/ladax

Layered distributions using FLAX/JAX

Primary LanguagePython

LADAX: Layers of distributions using FLAX/JAX

Introduction

Small demonstration of using the FLAX package to create layers of distributions. Current demonstrations focus on using Gaussian processes. Why? Because once the work is done in creating the basic GaussianProcessLayers etc. we can use the FLAX functional layers API to

  1. Easily combine simpler GPs to create DeepGPs
  2. Easily slot GPs into other deep learning frameworks.

Briefly the design envisions three components

1. Distributions

A probability distribution, represented as a valid JAX type, this can be achieved by registering the object as a pytree node. This process is made convenient using the struct.dataclass decorator from FLAX.

2. Distribution layers

These are instances of a flax.nn.Module objects which accept some input valid JAX type, and return an output in the form of a distribution.

3. Providers

Like the above, only without an input! An example is the RBFKernelProvider which returns a Kernel, a struct decorated container of the exponentiated quadratic kernel function. Because these components subclass flax.nn.Module they are a convenient place to handle initialisation and storage of parameters.

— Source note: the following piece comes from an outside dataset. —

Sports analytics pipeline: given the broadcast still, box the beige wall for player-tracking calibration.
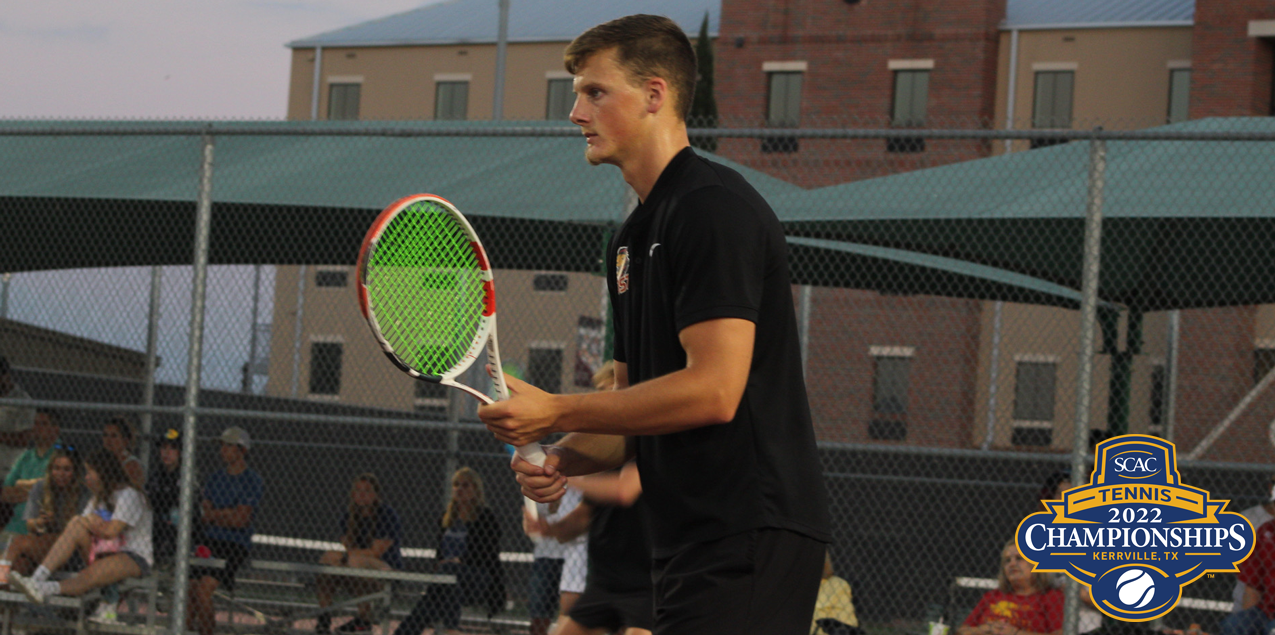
[265,266,604,409]
[288,42,567,120]
[995,27,1191,152]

The motivation for this distinction is that it often easier to canonicalise the parameters of a distribution returned by a layer, and outsource subtleties and variations of these parameterisations in a seperate module.

The following code snippet violates the three definitions above (WIP!), but gives an idea

class SVGP(nn.Module):
    def apply(self, x):
        kernel_fn = kernel_provider(x, **kernel_fn_kwargs)
        inducing_var = inducing_variable_provider(x, kernel_fn, **inducing_var_kwargs)
        vgp = SVGPLayer(x, mean_fn, kernel_fn, inducing_var)
        return vgp

in the above we have the following

  • A GP is canonicalised by a mean_fn and kernel_fn, we abstract away the specification and parameterisation of these objects to another module.

ToDo

  • Remove likelihoods and put this functionality into losses, and make the layer loss functions in losses import and parameterise the objects in distributions.
  • Kernel algebra -- sums, products of kernels etc.
  • Apply kernel providers only to slices of index points
  • Examples of deep GPs with multiple GPs per layer, perhaps create an IndependentGP collection
  • More general multioutput GPs
  • Stop putting index_points through the kernel provider layers, just pass the number of features
  • More losses -- Poisson etc. for count data